The extent of this problem—which, because I have a working, if beachbally, non-Chrome OS computer, is merely an inconvenience—became apparent when I was using the Chromebook to finalize a manuscript for submission to an academic journal. Referring back to the submission guidelines, I noticed this line:
Font: 12 point, Times New Roman Uh oh. 12 point, Times New Roman. Not “12 point, Times New Roman or an innovative, refreshing, and metrically compatible typeface.” Now, sure, there are a lot of ways the publisher could solve this problem, for example, by translating the strict page limitation into a character limit, but the trend is to push this work onto authors, and the submission guidelines culminated in an ominous warning about the rejection of noncompliant manuscripts. I would not be able to submit my work unless I went back to a Mac or Windows machine with Times New Roman installed. I suspect that Google’s omission of the font that has become the standard for professional and educational communication has less to do with an ideological commitment to innovative and refreshing open-source fonts and more to do with the fact that Times New Roman is owned by Monotype, a business that makes money by selling and licensing fonts.
But what about the children? I’m not the only Chromebook user foiled by Times New Roman. Check out this post in the Google Product Forums:
“The Times New Roman font in Docs does not exactly match the Windows version. Teachers at my kids school are deducting points for using the ‘wrong’ font. I would have never noticed but the lowercase e and w are definitely different. Thoughts?” 
At first brush, I find it horrifying that teachers would deduct points for using the wrong font. But part of grade school is learning that it’s important to follow the rules, and when top academic journals are specifying that manuscripts must be submitted in Times New Roman, it’s hard to argue with the logic. So I don’t think there is a direct link. I think it is more of an emergent phenomenon that is taking some ideas created 30 years ago and amplifying them via the Internet to reach a larger demographic.
And you can’t even buy Times New Roman—not from Monotype, not from Google—for installation on a Chrome OS device. While there is a workaround, it involves putting the device into its less-secure developer mode, then using the Chrome OS command line to install the font after every restart. I’m having a hard time imagining that poor kid’s parent bothering with a “solution” like this on a system where the central selling point is simplicity. For my part, I’d gladly pay Monotype’s retail price of $29 to add this key piece of technology to my Chromebook.

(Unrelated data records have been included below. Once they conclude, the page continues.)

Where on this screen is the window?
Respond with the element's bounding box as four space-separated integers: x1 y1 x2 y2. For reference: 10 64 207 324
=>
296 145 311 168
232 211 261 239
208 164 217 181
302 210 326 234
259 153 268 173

This brings me back to the issue of interaction. When the forefront of the field is addressing wearable technology and confronting the challenge of sustainability, it might seem petty to pick on Google for omitting Times New Roman. But this is just as big of a usability issue as laggy scrolling and slow page-load times in Google Docs: To ignore Times New Roman is to ignore its role in the ecosystem of uses in which computing is embedded. If Google wants Chrome OS to be a viable replacement for Mac OS and Windows, it needs to be able to produce documents set in Times New Roman.